The Capital of Memory

* * *

To those who asked, I said I went back to touch and breathe the past again, to walk in shoes I hadn't worn in years. This, after all, was what everyone said when they returned from Alexandria—the walk down Memory Lane, the visit to the old house, the knocking at doors history had sealed off but might pry open again. The visit to the old temple, the visit to Uncle So-and-so's house, the old school, the old haunts, the smell of the dirty wooden banister on days you almost glided downstairs on your way to a movie. And then, of course, the tears, the final reckoning, the big themes: the return of the native, the romance of the past, the redemption of time. All of it followed by predictable letdowns: the streets always much narrower than before, buildings grown smaller with time, everything in tatters, the city dirty, in ruins. There are no Europeans left, and the Jews are all gone. Alexandria is Egyptian now.

    As I step onto the narrow balcony of my room at the Hotel Cecil and try to take in the endless string of evening lights speckling the eastern bay, I am thinking of Lawrence Durrell and of what he might have felt standing in this very same hotel more than fifty years ago, surveying a magical, beguiling city—the "capital of memory," as he called it, with its "five races, five languages ... and more than five sexes."

    That city no longer exists; perhaps it never did. Nor does the Alexandria I knew: the mock-reliquary of bygone splendorand colonial opulence where my grandmother could still walk with an umbrella on sunny days and not realize she looked quite ridiculous, the way everyone in my family must have looked quite ridiculous, being the last European Jews in a city where anti-Western nationalism and anti-Semitism had managed to reduce the Jewish population from at least fifty thousand to twenty-five hundred by 1960 and put us at the very tail end of those whom history shrugs aside when it changes its mind.

    The Alexandria I knew, that part-Victorian, half-decayed, vestigial nerve center of the British Empire, exists in memory alone, the way Carthage and Rome and Constantinople exist as vanished cities only—a city where the dominant languages were English and French, though everyone spoke in a medley of many more, because the principal languages were really Greek and Italian, and in my immediate world Ladino (the Spanish of the Jews who fled the Inquisition in the sixteenth century), with broken Arabic holding everything more or less together. The arrogance of the retired banker, the crafty know-it-all airs of the small shopkeeper, the ways of Greeks and of Jews, all of these were not necessarily compatible, but everyone knew who everyone else was, and on Sundays—at the theater, in restaurants, at the beach, or in clubs—chances were you sat next to each other and had a good chat. My grandmother knew Greek well enough to correct native Greeks, she knew every prayer in Latin, and her written French, when she was vexed, would have made the Duc de Saint-Simon quite nervous.

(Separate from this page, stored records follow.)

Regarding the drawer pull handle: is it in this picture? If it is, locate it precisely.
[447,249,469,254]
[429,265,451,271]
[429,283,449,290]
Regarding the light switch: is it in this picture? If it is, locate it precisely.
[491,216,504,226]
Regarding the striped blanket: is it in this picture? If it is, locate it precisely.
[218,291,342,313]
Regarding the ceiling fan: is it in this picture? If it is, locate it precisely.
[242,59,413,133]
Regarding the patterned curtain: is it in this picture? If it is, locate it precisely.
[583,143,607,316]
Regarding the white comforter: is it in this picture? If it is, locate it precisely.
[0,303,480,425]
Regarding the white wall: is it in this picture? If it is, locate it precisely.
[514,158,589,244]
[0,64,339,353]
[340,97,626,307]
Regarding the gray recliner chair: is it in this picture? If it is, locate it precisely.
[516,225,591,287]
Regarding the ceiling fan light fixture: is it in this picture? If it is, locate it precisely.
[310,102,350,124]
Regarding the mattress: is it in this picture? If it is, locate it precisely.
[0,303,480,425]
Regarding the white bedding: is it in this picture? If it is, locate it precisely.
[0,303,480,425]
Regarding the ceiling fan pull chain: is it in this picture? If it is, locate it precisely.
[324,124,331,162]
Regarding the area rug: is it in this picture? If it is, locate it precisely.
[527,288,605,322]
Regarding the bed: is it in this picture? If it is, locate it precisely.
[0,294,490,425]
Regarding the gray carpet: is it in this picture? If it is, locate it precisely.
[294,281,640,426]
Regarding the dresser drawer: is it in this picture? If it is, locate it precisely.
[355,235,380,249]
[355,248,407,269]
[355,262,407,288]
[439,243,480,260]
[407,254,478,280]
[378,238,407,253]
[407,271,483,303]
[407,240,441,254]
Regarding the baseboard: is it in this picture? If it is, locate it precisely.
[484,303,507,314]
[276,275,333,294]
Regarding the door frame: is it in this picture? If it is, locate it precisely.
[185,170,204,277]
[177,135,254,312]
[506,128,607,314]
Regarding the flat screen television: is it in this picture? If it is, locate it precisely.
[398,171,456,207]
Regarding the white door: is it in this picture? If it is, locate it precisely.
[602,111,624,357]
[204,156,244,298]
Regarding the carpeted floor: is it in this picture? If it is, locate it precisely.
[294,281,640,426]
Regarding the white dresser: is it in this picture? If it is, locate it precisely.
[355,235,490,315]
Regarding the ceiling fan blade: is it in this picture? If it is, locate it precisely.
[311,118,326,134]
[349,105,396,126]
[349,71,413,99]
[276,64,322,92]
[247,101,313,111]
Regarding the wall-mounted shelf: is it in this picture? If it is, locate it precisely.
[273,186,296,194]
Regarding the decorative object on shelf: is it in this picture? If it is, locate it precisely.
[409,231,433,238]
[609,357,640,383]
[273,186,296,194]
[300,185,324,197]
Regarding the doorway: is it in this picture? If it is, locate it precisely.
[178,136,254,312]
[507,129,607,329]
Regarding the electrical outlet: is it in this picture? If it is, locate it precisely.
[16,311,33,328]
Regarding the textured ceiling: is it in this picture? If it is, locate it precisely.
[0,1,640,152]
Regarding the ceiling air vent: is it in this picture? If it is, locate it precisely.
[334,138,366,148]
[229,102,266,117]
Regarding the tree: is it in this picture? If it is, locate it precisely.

    This is the Alexandria I live with every day, the one I've taken with me, written about, and ultimately superimposed on other cities, the way other cities were originally sketched over the Alexandrian landscape when European builders came, in the middle of the nineteenth century, and fashioned a new city modeled after those they already loved. It was this Alexandria I came looking for—knowing I'd never find it. That did not bother me. For I had come not to recover memories, nor even to recognize those I'd disfigured, nor to toy with the thought that I'd ever live here again; I had come to bury the whole thing, to get it out of my system, to forget, to hate even, the way we learn to hate those who wouldn't have us.

    I am, it finally occurs to me, doing the most typical thing a Jew could do. I've come back to Egypt the way only Jews yearn to go back to places they couldn't wait to flee. The Jewish rite of passage, as Passover never tells us, is also the passage back to Egypt, not just away from it.

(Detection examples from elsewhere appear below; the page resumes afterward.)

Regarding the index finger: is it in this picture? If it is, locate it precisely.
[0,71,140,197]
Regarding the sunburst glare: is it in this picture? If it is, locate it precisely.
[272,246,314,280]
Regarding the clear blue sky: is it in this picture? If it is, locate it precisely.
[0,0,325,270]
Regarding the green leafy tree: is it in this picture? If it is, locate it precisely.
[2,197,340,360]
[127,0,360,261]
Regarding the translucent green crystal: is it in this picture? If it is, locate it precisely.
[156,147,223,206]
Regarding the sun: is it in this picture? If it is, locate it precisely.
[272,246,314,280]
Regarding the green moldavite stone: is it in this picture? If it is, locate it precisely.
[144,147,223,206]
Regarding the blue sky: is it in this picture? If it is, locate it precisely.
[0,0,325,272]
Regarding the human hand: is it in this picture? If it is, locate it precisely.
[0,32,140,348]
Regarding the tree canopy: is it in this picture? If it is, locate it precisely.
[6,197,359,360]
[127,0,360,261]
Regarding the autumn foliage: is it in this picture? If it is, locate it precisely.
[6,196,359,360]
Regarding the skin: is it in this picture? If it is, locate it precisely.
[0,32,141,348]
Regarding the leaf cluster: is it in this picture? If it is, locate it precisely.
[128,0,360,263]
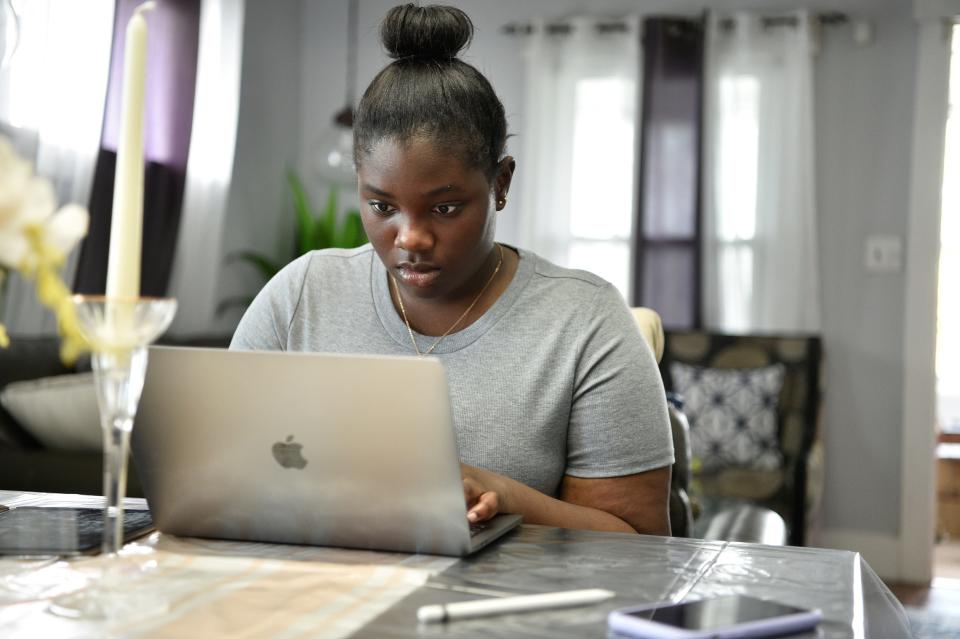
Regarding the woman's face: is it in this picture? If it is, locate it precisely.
[357,137,513,300]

    Until the mid-1950s, Jews had done extremely well in Egypt. They had risen to prominence and dominated almost every profession, and they were among the major financiers who brokered Egypt's passage from a European to a national economy, serving as important conduits for foreign investors. Jews managed a significant share of Egypt's stock exchange and owned some of the biggest banks and almost all the department stores; the country boasted the greatest number of Jewish multimillionaires in the Middle East. Jews, though very few in number, held seats in the Egyptian parliament.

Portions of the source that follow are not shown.